Bölüm Üç

536 71 135
                                    

- Bölüm 3-

Acı

Harry'nin hissettiği buydu. Bir insan sabahın köründe neden bu kadar acı çekerdi?

Aklında dönüp dolaşan tilkiler ona hiç yardımcı olmuyordu. Kocasını terk etmek onun için hiç kolay değildi. Ama artık ilişkileri toparlanmayacak kadar kötüydü. Olaylar tamamen kontrolden çıkmıştı.

Ama acı çekiyordu. Çok acı çekiyordu.

Etrafındaki insanlar onu yargılıyordu. Sanki tek acı çeken Louis gibi davranıyorlardı. Ama Harry'nin ruhu acı içinde kavruluyordu.

Bunu bilen, tek farkında olan kişi ise kocasından başka kimse değildi. İkisi de acı çekiyordu hem de çok.

Ama çektikleri acıları bitirmeye çalışan tek taraf Louis gibi duruyordu. Harry'nin bunun için cesareti yoktu. Biliyordu ki birlikte oldukları an daha fazla acı çekeceklerdi. İkisi de zarar görecekti.

Eline aldığı soğanı kesme tahtasına koydu. Böylece gözyaşlarının suçlusu olarak soğanı gösterebilecekti.

Aklını uzaklaştırmayı denedi. Biraz olsun rahat bir nefes almaya ihtiyacı vardı. Ama mutfak tezgahındaki çalan telefonu buna hiç yardımcı olmuyordu. Ekrandaki 'Zayn' ismi ise , acılarına tuz biber oluyordu.

Gözlerinden süzülen yaşlar eşliğinde bıçağı tezgaha bırakıp kafasını tavana çevirdi gözlerini kapatarak mırıldandı.

"Arama artık. Yalvarırım arama."

Ciğerlerine birkaç derin nefes doldurdu. Artık daha fazla acı çekmek istemiyordu.

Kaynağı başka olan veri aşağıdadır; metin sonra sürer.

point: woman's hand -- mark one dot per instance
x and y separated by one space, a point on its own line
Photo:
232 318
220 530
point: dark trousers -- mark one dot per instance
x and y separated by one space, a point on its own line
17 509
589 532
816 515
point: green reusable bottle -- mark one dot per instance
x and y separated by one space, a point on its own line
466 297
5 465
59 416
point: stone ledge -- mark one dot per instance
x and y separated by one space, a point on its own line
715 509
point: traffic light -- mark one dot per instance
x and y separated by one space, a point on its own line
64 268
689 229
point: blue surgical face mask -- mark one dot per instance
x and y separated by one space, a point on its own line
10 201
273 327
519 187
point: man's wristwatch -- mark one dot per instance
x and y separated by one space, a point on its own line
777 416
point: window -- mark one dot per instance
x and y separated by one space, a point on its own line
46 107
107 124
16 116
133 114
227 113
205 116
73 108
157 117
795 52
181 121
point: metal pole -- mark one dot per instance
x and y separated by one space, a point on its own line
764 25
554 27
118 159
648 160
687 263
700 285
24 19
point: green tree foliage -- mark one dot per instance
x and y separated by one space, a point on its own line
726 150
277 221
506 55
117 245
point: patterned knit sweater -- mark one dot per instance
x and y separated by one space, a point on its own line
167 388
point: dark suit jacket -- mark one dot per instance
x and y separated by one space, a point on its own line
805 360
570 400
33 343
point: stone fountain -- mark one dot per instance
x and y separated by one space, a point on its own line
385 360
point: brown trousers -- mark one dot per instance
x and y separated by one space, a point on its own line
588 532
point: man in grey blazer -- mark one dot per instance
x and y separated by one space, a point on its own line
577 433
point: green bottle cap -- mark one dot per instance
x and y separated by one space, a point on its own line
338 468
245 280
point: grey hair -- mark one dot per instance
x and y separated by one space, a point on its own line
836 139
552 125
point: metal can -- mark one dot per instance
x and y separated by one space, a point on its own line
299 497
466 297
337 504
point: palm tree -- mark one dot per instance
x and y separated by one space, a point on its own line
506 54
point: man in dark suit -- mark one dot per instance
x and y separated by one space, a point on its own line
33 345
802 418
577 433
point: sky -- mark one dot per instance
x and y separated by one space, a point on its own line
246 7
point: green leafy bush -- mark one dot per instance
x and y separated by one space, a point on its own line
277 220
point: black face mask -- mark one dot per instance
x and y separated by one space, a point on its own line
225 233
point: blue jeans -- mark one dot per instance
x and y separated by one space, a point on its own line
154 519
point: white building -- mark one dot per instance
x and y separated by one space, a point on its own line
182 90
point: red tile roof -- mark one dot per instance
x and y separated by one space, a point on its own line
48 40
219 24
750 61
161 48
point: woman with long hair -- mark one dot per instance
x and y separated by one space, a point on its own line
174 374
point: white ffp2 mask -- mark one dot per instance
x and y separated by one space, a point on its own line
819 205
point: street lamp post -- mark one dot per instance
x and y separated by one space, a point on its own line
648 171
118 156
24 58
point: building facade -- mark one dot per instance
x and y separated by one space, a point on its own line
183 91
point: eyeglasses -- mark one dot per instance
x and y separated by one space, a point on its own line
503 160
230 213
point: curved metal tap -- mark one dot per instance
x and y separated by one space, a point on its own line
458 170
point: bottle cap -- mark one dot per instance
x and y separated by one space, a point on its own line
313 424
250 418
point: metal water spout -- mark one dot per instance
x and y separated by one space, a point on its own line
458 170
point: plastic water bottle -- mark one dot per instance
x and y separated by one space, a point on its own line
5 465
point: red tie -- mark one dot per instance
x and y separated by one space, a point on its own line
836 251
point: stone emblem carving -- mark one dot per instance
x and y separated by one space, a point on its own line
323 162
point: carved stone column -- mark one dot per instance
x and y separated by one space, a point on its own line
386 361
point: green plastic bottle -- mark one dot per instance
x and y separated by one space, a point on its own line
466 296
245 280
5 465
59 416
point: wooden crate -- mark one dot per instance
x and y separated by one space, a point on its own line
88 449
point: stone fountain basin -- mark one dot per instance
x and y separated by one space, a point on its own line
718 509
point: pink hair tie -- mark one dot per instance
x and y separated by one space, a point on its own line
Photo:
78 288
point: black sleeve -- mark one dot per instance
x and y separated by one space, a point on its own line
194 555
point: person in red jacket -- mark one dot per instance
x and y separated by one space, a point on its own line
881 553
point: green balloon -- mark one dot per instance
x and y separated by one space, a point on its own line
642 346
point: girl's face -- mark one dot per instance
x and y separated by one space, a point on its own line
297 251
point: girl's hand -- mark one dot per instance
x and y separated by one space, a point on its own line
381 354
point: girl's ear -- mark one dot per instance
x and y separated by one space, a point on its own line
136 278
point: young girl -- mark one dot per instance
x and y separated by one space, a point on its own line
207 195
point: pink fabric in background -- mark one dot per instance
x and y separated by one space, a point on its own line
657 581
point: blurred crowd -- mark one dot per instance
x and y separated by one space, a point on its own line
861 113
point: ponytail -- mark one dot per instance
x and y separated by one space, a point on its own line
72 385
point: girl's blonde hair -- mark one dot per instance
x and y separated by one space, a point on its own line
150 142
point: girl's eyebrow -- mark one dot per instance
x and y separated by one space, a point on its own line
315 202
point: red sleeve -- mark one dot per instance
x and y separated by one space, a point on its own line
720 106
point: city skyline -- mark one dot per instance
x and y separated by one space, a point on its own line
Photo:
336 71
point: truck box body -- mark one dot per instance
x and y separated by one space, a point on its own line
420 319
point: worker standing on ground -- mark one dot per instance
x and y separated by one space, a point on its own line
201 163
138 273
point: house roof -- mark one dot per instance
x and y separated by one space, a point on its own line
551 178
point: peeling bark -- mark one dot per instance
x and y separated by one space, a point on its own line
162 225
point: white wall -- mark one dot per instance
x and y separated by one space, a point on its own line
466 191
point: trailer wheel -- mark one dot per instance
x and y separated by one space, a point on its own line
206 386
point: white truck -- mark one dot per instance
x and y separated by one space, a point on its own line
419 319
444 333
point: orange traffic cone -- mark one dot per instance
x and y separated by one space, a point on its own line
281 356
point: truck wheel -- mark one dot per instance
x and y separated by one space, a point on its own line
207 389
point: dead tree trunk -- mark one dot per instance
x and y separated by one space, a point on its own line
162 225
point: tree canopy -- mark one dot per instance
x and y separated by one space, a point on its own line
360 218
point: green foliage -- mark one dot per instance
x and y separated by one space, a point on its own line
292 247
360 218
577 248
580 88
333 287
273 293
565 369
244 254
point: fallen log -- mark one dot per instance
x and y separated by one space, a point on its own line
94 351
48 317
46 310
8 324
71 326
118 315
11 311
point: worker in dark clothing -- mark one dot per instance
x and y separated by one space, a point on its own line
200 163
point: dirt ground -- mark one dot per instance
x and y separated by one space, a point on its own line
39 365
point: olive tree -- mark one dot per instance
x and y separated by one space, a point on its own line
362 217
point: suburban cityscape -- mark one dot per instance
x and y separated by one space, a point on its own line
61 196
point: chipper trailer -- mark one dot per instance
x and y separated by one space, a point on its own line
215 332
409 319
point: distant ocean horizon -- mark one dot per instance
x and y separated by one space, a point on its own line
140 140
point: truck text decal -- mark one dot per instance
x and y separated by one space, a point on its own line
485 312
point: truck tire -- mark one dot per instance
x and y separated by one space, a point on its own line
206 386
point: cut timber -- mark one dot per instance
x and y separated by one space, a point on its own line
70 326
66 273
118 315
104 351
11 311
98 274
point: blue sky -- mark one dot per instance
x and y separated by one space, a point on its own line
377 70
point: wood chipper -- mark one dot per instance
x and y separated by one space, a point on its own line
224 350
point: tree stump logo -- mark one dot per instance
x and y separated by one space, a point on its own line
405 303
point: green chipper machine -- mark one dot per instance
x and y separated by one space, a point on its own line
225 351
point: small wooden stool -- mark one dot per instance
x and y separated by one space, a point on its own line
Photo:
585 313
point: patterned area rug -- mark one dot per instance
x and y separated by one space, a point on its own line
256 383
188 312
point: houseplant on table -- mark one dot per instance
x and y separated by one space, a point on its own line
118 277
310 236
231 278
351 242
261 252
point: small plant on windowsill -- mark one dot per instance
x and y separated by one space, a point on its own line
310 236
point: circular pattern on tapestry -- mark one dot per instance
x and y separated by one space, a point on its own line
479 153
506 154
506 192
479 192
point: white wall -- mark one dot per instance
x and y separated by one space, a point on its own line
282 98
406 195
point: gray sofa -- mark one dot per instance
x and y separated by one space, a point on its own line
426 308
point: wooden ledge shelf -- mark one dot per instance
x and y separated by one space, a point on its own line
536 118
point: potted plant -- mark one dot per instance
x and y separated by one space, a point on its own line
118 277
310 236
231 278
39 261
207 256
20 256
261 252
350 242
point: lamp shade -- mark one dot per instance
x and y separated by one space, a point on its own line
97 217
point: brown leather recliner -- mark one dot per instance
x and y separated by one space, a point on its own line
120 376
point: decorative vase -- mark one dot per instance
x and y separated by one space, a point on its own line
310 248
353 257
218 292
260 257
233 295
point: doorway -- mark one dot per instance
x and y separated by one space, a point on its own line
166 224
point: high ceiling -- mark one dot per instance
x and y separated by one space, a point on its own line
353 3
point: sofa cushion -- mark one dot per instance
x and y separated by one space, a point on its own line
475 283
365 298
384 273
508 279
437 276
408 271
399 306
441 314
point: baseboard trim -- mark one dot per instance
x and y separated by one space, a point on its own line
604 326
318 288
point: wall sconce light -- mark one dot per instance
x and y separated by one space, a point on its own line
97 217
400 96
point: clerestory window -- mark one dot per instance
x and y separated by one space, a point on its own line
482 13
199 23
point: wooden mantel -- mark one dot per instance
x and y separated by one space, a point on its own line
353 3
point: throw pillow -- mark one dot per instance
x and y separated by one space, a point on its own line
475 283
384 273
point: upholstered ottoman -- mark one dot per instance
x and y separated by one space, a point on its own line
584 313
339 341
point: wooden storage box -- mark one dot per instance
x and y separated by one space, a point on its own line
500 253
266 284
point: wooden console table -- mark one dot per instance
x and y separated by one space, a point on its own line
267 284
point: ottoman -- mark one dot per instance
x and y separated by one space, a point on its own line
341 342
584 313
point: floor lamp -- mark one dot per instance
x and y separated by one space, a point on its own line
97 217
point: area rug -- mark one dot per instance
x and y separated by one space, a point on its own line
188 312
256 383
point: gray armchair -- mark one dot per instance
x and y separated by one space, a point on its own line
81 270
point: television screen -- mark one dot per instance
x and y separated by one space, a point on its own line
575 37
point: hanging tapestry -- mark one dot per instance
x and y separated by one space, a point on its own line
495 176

Biliyordu ki; Zayn'in aramasını yanıtladığı anda, Zayn ona Louis ile konuşması için baskı yapacaktı. Onu küçük gören birkaç cümle sıralayacaktı. Harry bunları daha fazla duymak istemiyordu.

Hayır, Zayn Harry'den nefret falan etmiyordu. Sadece ona kızgındı. Oldukça kızgın ve kırgın.

İlerleyen saatlerde Harry artık evde soğan kalmadığını fark edene kadar onları doğramaya devam etti. Zaten artık vücudunda akıtacak daha fazla gözyaşı kalmamıştı.

"Baba."

Küçük kızının sesini telsizden duyduğunda, alelacele gözyaşlarından kurtuldu. Yüzüne gerçekçi olmasını umduğu bir gülümseme yerleştirerek adımlarını bebek odasına yönlendirdi.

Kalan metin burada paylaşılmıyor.